I've been thinking for a while to get a Tropical Fish Tank setup. There is alot of information online but every web page says something different. 

I don't want a small tank i would like to get a reasonably sized tank, which size would you recommend for a beginner?

Also what fish are best to get that can live together in communities?

What equipment will i need to start with?

I know that you have to cycle the tank before adding fish and add a couple fish at a time, is there anything else i should be doing in order to best ensure the survival of the fish?

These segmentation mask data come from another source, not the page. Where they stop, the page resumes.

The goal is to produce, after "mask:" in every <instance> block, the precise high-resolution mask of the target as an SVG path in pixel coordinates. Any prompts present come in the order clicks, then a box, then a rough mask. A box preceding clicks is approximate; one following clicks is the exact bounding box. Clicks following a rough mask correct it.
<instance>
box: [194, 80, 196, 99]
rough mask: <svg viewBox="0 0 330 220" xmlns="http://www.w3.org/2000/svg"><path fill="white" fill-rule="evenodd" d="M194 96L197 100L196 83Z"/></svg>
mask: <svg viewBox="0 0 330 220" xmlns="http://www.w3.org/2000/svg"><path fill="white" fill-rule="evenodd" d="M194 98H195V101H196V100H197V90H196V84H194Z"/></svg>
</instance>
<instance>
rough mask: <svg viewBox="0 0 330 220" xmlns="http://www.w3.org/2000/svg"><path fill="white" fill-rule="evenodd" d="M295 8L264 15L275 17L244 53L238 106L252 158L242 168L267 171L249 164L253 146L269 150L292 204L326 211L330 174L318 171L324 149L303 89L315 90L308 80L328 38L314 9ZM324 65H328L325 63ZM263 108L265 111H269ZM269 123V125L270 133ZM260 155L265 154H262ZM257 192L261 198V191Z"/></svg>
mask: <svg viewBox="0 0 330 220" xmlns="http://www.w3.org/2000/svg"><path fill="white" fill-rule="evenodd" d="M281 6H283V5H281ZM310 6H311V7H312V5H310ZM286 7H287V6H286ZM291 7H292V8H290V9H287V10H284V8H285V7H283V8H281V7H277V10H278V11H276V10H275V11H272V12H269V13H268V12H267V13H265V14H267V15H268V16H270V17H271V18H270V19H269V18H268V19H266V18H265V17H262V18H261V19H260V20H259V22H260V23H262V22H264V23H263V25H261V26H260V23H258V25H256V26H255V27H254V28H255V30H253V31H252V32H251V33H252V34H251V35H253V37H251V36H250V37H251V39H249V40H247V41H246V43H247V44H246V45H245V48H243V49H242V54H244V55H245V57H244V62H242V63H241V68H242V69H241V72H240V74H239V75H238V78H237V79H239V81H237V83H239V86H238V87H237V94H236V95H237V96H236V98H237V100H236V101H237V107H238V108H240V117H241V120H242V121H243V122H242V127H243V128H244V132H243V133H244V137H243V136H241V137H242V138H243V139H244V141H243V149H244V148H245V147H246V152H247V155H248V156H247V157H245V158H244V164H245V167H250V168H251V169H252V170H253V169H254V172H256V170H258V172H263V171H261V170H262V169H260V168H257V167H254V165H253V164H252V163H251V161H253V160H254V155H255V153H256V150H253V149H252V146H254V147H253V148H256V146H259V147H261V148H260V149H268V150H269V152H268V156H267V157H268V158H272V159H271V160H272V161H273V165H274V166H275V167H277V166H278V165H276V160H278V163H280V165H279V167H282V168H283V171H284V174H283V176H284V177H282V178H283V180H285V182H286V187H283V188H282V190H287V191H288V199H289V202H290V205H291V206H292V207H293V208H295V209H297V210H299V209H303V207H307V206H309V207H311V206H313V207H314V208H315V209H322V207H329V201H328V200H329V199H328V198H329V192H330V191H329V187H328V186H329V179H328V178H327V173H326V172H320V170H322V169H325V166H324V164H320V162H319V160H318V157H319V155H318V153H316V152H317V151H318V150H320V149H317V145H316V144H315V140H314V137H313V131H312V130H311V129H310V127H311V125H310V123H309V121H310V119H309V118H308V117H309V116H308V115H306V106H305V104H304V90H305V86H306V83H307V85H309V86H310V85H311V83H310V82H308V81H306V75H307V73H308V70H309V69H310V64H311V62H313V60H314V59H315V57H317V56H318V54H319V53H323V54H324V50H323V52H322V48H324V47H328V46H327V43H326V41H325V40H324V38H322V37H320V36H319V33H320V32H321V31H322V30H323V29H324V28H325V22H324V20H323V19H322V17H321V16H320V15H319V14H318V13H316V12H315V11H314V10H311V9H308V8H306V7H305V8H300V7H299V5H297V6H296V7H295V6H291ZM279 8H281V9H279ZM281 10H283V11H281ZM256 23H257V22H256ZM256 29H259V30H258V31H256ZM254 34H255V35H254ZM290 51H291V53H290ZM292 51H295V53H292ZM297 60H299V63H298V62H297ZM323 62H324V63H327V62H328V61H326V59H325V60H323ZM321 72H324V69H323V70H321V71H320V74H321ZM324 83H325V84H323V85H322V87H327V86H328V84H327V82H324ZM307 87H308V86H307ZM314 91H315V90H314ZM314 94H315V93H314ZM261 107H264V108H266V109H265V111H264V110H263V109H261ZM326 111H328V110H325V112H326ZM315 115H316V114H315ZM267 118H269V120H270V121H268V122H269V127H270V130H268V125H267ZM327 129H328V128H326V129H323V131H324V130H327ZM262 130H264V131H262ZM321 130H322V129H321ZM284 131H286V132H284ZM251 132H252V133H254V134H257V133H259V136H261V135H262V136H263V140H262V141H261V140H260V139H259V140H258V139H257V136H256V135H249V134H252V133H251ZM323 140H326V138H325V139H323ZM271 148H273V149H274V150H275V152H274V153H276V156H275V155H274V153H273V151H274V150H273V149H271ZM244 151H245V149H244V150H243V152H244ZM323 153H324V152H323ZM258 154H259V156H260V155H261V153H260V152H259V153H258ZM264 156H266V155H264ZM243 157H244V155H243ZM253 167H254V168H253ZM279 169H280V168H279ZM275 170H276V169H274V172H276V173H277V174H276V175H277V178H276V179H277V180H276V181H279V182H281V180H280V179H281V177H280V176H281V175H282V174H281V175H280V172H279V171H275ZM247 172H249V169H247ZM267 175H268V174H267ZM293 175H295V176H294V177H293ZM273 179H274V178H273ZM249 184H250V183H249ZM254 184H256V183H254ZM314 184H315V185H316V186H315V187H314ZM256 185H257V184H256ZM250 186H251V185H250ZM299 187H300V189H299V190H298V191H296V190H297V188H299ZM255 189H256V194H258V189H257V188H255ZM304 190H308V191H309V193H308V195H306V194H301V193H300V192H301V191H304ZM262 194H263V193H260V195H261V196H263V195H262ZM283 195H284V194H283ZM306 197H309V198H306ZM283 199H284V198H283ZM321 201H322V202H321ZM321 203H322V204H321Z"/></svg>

I havent bought anything yet just want to get all the information i need before even thinking about starting to buy equipment. 

thanks


----------



## FishlessCycle (Apr 18, 2012)

Fish keeping can be expensive on the initial investment.
You need,
a tank
a filter
a heater
thermometer 
water conditioner
Fish food
Fish net
aquarium vacuum
water bucket
substrate (optional)
decoration (optional)

It is known that the bigger the tank, the easier it is to maintenance a stable environment. In other words, the bigger the tank, the easier to keep the fish.
If you are on a big budget, I would suggest you to get the biggest aquarium you can afford. Although, you need to take the maintenance into the consideration. The bigger the tank, the more water you have to take out and put back in during partial water change. Typically I do 30~50% partial water change once a week to each of my aquariums.

Before adding the fish, you need to do a fishless cycle. It is recommended to use pure ammonia for the job. You will need a liquid test kit.
Fishless Cycle ( Nitrogen Cycle ) 

If you are on a small budget, I would recommend a tank of 40L. No less than 20L even for a single Siamese fighting fish.


----------